On September 5, an APHC group had its first face-to-face meeting with Prime Minister Singh. Both sides called for an end to all forms of violence; the APHC stressed human rights in Kashmir. The date for the next meeting has not been set, but there was agreement that the meeting was effective in creating a cooperative relationship.
The formal India-Pakistan dialogue remains bilateral, but these three meetings taken together have started to create a supplementary process through which Kashmiris can engage with both countries. The APHC's claim to represent the Kashmiris is of course contested. Their representatives include only Kashmir Valley Muslims, and even within this group they include neither militant organizations nor the elected state government. The most stoutly pro-Pakistan elements, such as Syed Ali Geelani, as well as some major pro-independence figures like Yasin Malik, have kept aloof from parts of this dialogue. However, there is now greater space for Kashmiri dissidents to participate in the political debate.

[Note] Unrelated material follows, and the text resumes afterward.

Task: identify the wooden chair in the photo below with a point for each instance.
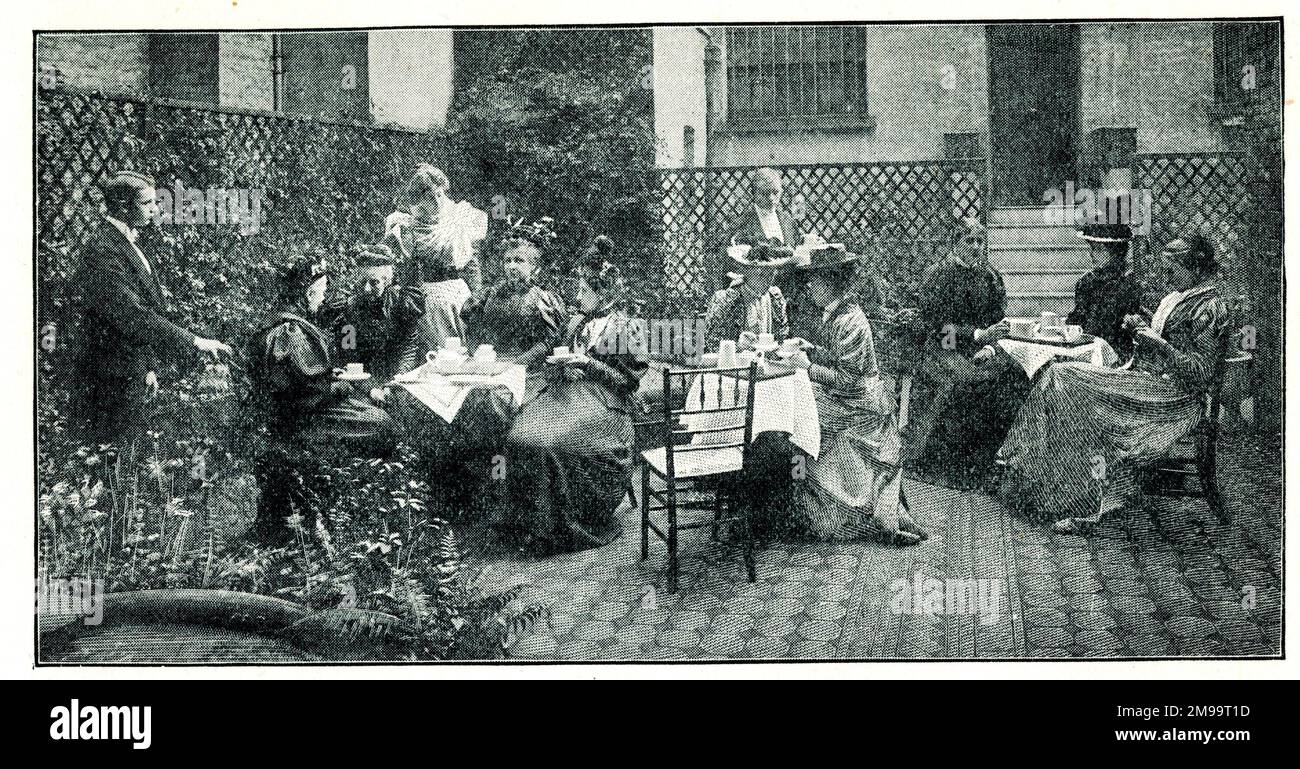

The pace of contacts across the Line of Control between different Kashmiri groups may also accelerate. The chief minister of the Indian state of Jammu and Kashmir plans to visit Azad Kashmir and Pakistan. The former president of Azad Kashmir has just been in Delhi. Trade delegations from the Kashmir Valley plan to visit Azad Kashmir to explore exports of both manufactured and horticultural products.
(Former US deputy assistant secretary of state for South Asia Teresita Schaffer wrote this for the October 1, 2005, edition of South Asia Monitor, published by the Center for Strategic and International Studies.)